The renin-angiotensin system (RAS) plays an important homeostatic role in BP regulation, water and salt balance, and tissue growth control under physiologic conditions. On the other hand, a pivotal involvement of the RAS in the pathophysiology of cardiovascular and renal disease is extensively supported by both basic and clinical evidence. In particular, it is today recognized that angiotensin II (AngII), the biologic effector of the RAS, may prompt a number of relevant structural and functional abnormalities through the activation of a complex of cellular effects mostly mediated via its binding with the AT1 subtype receptors. The key role of these AngII-linked mechanisms of disease is strongly corroborated by large interventional studies.
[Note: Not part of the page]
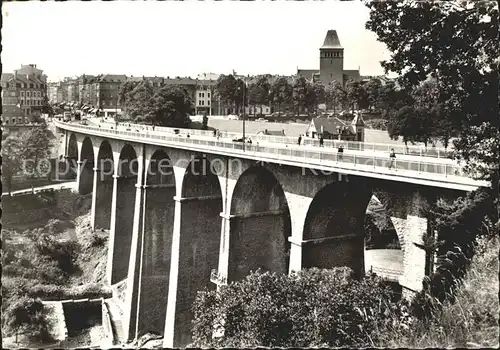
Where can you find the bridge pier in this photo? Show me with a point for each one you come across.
(298, 205)
(148, 276)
In fact, pharmacologic interference with RAS activity, by both preventing AngII formation with angiotensin-converting enzyme inhibitors or antagonizing its binding to cell membrane receptors by selective antagonists, is associated with highly beneficial outcomes in major disease conditions (hypertension, diabetes, renal failure, heart failure, myocardial infarction, stroke, and others). This article briefly reviews the current views on the biologic organization of RAS evidence supporting a pathogenic role of the RAS activity in promoting cardiac, vascular, and renal disease, and finally provides the basis for considering inhibition of RAS activity a major target for therapeutic interventions in these conditions.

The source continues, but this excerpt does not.